Wondering if anything can be relayed in some 6 minutes without losing the opportunity to explore some depths, the format is also easily associated with the sound-bite needs of the zapping generation. Yet, looking and listening to a radiologist showing the potential of present-day technology in his field, it must be admitted that the advantage of being forced to compress for PechaKucha’s sake outweighs the danger of overloading a longer and more loosely timed presentation. Perhaps more problematic is the level at which the image rules, rendering facial expression of the presenter not only useless (nobody sees it, especially in the big halls PechaKucha is staged in, with a large screen for the slides but no comparable interest in highlighting the presenter), but even a waste of misplaced effort: it is the inflexion of the voice, if anything, that must take care of the expressive necessities.

Why posting this, then? I am very much occupied with dissemination of artistic research and how it can be developed to be more efficient than by taking over formats from other/older disciplines. An artistic researcher’s presentation is not well served by some of the traditional ways: concerts are deficient because to play a composition does not transfer enough information to know how the piece or the performance can be reproduced; paper alone will not do either, since new insights in making sounds are often better off when heard instead of read about. New technologies provide opportunities here, with e.g. on-line publishing that can integrate sound and moving image. In the same vein, new media and new formats are worthwhile to keep an eye on: it is easy to see how PechaKucha sessions may replace the tradition of posters sessions at scientific gatherings. The event I witnessed was the closing session of an international conference, providing those for whom there had been no time to schedule a fully-fledged presentation an alternative to be heard.
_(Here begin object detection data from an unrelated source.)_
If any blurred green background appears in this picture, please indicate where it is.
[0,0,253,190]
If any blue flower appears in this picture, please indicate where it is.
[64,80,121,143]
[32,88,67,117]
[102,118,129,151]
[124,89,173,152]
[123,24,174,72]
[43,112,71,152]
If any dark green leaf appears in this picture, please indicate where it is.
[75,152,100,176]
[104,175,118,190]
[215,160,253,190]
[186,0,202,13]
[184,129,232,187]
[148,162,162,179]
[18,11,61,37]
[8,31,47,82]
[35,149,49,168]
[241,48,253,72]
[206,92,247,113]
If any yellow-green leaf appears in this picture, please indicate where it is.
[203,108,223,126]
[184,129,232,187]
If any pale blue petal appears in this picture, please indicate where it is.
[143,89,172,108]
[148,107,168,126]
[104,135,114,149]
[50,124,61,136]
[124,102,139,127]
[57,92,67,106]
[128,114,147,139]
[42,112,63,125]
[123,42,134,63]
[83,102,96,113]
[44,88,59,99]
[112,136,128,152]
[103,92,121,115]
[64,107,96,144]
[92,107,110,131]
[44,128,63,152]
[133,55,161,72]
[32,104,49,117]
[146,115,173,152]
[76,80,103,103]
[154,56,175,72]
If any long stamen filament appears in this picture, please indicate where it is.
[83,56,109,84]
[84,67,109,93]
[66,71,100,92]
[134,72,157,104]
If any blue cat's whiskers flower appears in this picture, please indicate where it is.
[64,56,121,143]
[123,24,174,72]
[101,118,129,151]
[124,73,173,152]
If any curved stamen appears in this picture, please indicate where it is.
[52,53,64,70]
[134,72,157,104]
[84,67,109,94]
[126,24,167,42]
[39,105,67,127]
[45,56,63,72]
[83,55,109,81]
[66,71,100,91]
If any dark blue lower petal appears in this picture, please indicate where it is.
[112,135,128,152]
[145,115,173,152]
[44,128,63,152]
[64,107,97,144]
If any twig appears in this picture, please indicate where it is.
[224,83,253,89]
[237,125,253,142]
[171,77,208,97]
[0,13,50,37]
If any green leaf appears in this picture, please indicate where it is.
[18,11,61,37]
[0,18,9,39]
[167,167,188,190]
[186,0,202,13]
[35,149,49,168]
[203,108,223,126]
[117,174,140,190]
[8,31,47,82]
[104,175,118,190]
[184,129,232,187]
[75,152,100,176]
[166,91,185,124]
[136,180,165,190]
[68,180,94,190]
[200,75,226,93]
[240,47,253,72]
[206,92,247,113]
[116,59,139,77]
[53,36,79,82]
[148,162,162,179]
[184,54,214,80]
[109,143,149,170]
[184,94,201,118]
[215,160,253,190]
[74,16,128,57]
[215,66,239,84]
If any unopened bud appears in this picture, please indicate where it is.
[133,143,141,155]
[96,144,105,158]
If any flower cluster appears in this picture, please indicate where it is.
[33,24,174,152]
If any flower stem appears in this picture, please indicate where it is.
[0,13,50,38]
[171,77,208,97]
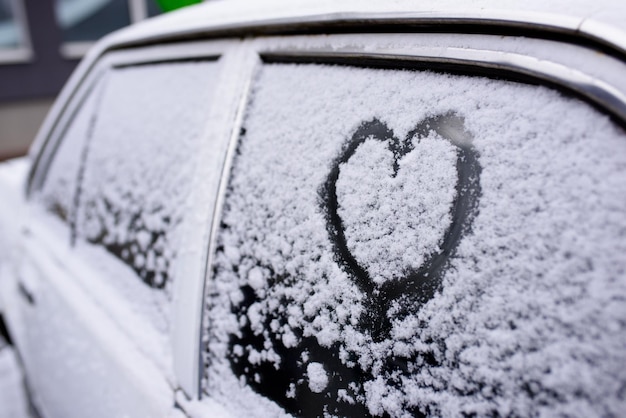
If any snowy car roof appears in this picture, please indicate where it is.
[101,0,626,53]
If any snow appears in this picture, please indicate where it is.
[306,362,328,393]
[69,62,215,336]
[0,337,29,418]
[204,64,626,417]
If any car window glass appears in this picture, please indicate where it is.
[35,75,105,225]
[75,61,217,310]
[203,64,626,416]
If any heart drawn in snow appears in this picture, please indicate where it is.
[320,113,481,340]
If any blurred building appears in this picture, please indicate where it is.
[0,0,160,160]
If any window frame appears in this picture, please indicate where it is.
[27,40,242,393]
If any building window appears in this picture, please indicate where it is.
[0,0,30,63]
[55,0,161,58]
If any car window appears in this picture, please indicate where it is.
[35,78,105,227]
[75,61,217,293]
[203,64,626,416]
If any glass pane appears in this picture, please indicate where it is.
[0,0,24,50]
[37,75,104,223]
[204,64,626,416]
[76,62,217,289]
[55,0,130,42]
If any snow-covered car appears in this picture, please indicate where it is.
[0,0,626,418]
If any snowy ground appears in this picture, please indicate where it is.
[0,337,29,418]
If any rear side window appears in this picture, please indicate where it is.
[75,62,217,289]
[204,64,626,416]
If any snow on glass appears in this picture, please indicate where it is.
[204,64,626,417]
[76,63,214,288]
[38,76,102,223]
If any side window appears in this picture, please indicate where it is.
[35,75,105,227]
[75,61,217,289]
[203,64,626,416]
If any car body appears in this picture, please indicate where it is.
[0,1,626,417]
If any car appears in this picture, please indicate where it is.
[0,0,626,417]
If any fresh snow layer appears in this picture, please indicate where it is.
[0,337,29,418]
[204,64,626,417]
[37,62,217,369]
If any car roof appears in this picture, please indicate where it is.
[29,0,626,173]
[102,0,626,55]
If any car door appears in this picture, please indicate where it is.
[193,34,626,417]
[16,40,228,417]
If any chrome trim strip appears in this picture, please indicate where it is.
[108,9,626,60]
[198,43,261,397]
[260,48,626,124]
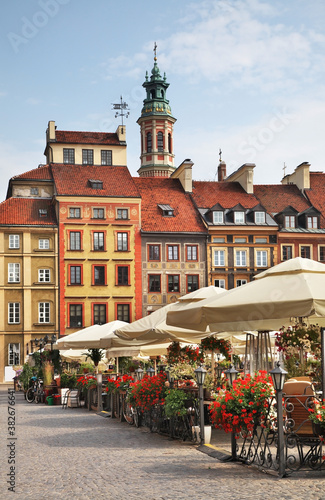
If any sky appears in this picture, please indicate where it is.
[0,0,325,201]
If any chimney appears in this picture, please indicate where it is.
[218,161,227,182]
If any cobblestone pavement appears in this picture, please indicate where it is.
[0,391,325,500]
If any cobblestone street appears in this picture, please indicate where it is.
[0,390,325,500]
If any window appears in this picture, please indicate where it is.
[284,215,296,227]
[255,212,265,224]
[93,266,106,285]
[186,274,199,292]
[93,208,105,219]
[93,233,105,250]
[69,304,82,328]
[148,245,160,261]
[282,245,292,260]
[307,217,318,229]
[300,246,310,259]
[236,250,247,267]
[234,212,245,224]
[63,148,74,163]
[117,233,129,252]
[116,304,130,323]
[213,210,223,224]
[8,344,20,366]
[214,279,226,288]
[256,250,267,267]
[116,208,129,220]
[100,149,112,165]
[214,250,225,267]
[149,274,161,292]
[89,179,103,189]
[236,280,247,287]
[38,269,50,283]
[157,132,164,153]
[147,132,152,153]
[93,304,107,325]
[186,245,198,260]
[8,302,20,323]
[69,231,81,250]
[8,263,20,283]
[38,238,50,250]
[9,234,19,248]
[117,266,129,285]
[82,149,94,165]
[167,245,179,260]
[168,274,179,292]
[69,266,81,285]
[38,302,50,323]
[69,208,81,219]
On an artistic level, the PechaKucha format is inspiring as well. One presentation was made by a photographer who showed 20 items of her work while a live flutist played a composition that had been written for that particular slide show. There were no spoken comments. Thinking of the specificity of live artistic research dissemination, a composer may well see the creative advantage in showing 20 slides of text while a musician plays the necessary musical comment, proof or illustration, neither necessarily continuous nor necessarily live. 

As the official PechaKucha website finds that a good PechaKucha presentation uncovers “the unexpected, unexpected talent, unexpected ideas”, I cannot but look forward to see the doctorandi at docARTES experimenting with this format. If the timing of the slides turns out to be prohibitive of fluency or efficiency (which may end the infatuation – already variants are popping up), then it will still be excellent for the reasons stated in the second paragraph of this post.